PW Talks With Kurt Andersen

by Louisa Ermelino -- Publishers Weekly, 1/8/2007

Journalist/radio personality Kurt Andersen takes on the 19th century in an old-fashioned historical novel, Heyday (reviewed on p. 31).

You're known for your contemporaneousness. What made you write a book about America in the 1840s?

The first germ of the idea was two amazing events that happened in 1848: the revolution in Paris on February 27 and the discovery of gold in California on January 24. The proximity of these events struck me as an interesting coincidence and the more I read about the era, the more obsessed I became. So much seemed resonant: the commune stuff reminded me of the late '60s, and our first elective foreign war with Mexico made me think, here we are in Iraq, another elective war 160 years later. It all seemed so connected to the way we live now.

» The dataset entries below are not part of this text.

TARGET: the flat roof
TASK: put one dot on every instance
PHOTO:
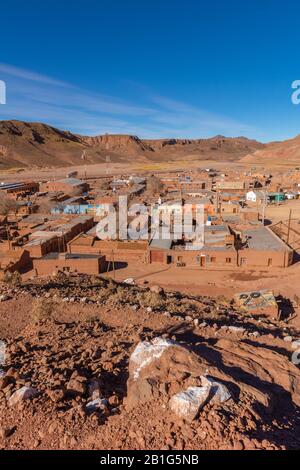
(55, 255)
(264, 239)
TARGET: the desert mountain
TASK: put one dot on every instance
(276, 152)
(24, 144)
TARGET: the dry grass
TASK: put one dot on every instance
(43, 310)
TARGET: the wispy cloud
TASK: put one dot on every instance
(33, 96)
(32, 76)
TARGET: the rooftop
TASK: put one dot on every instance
(264, 239)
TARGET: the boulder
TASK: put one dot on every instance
(161, 368)
(100, 404)
(219, 393)
(187, 404)
(22, 394)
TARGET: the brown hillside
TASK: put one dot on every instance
(25, 144)
(287, 151)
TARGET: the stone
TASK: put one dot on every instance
(75, 387)
(188, 403)
(237, 329)
(156, 289)
(146, 352)
(94, 389)
(219, 392)
(113, 400)
(56, 395)
(100, 404)
(22, 394)
(5, 432)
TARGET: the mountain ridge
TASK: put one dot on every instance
(36, 144)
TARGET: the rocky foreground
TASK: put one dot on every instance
(87, 363)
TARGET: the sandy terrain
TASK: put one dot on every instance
(63, 351)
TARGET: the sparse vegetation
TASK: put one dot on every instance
(12, 278)
(7, 205)
(43, 310)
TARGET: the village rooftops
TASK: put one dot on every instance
(55, 255)
(71, 181)
(264, 239)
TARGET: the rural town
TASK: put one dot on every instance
(149, 232)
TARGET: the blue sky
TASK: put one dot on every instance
(154, 68)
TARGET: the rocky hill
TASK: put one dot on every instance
(24, 144)
(277, 152)
(200, 373)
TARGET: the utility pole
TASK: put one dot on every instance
(83, 158)
(289, 228)
(113, 259)
(264, 208)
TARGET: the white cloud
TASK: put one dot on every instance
(35, 97)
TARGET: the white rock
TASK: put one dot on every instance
(236, 329)
(256, 334)
(99, 404)
(4, 297)
(129, 281)
(219, 392)
(2, 352)
(187, 404)
(146, 352)
(23, 393)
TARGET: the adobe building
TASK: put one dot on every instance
(20, 189)
(66, 185)
(261, 247)
(218, 250)
(262, 303)
(119, 251)
(14, 260)
(51, 263)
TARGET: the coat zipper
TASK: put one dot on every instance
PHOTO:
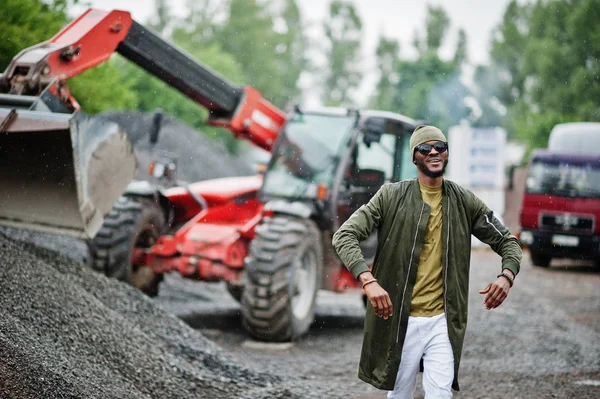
(408, 273)
(446, 271)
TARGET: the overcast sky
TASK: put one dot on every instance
(393, 18)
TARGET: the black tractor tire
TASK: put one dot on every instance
(235, 291)
(540, 260)
(132, 222)
(282, 276)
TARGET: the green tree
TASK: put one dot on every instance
(271, 59)
(460, 56)
(343, 32)
(437, 25)
(388, 61)
(545, 56)
(428, 87)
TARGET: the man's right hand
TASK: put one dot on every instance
(378, 297)
(380, 300)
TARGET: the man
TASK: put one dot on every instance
(418, 287)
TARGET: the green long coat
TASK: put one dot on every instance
(399, 215)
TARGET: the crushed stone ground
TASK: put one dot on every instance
(68, 332)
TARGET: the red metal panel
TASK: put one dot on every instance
(256, 120)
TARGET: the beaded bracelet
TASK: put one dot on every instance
(369, 282)
(506, 276)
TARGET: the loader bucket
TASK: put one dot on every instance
(61, 172)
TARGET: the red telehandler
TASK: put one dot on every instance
(267, 236)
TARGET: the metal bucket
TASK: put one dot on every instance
(61, 172)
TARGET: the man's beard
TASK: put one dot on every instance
(423, 168)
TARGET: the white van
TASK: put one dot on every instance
(575, 138)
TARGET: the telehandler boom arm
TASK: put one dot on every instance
(62, 170)
(93, 37)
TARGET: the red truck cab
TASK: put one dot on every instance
(560, 212)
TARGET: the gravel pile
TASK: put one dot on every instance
(68, 332)
(198, 157)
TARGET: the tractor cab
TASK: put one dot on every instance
(335, 160)
(325, 165)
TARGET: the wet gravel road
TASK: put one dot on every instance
(543, 342)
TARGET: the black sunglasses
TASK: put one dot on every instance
(425, 149)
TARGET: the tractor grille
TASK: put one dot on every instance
(567, 222)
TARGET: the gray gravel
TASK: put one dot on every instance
(68, 332)
(198, 157)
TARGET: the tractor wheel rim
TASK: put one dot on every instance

How did you research the everyday details of the time period?

I used a lot of diaries. I found them useful to get a sense of the language that was spoken. Books of the time, Dickens, Hawthorne, are written with a stylized literary formality, but reading diaries you get a sense of the vernacular in addition to learning what people ate and how they went to the bathroom

Why did you choose to incorporate famous figures like Darwin?

It was irresistible. I told Anne Godoff, who commissioned the book, that I was tempted to have real people walk on but it seems cheesy, and she said, go ahead, and I realized I loved that as a reader so I indulged myself.

How is writing fiction different for you than journalism?

Totally different. Putting sentences together is putting sentences together, but making up this universe that you're lord of is nothing like explaining what you think of intelligent design in 1,400 words. If I could only do one thing, it would be fiction. I can write journalism in the afternoon whereas I'm useless for fiction after lunch. I write fiction and then go off and do the radio stuff and/or work on a column. For me, to be all alone in my head all morning, and then have a place to go to, a water cooler, essentially, where I can hang and talk, it's a very nice balance.

Did you have one book in mind when you set out to write Heyday?

I didn't, although even though it's nothing like this one, if I had to point to one book that was tremendously influential for my sense of what historical fiction could be, it's Mark Helprin's Winter's Tale. That book did sort of change my life.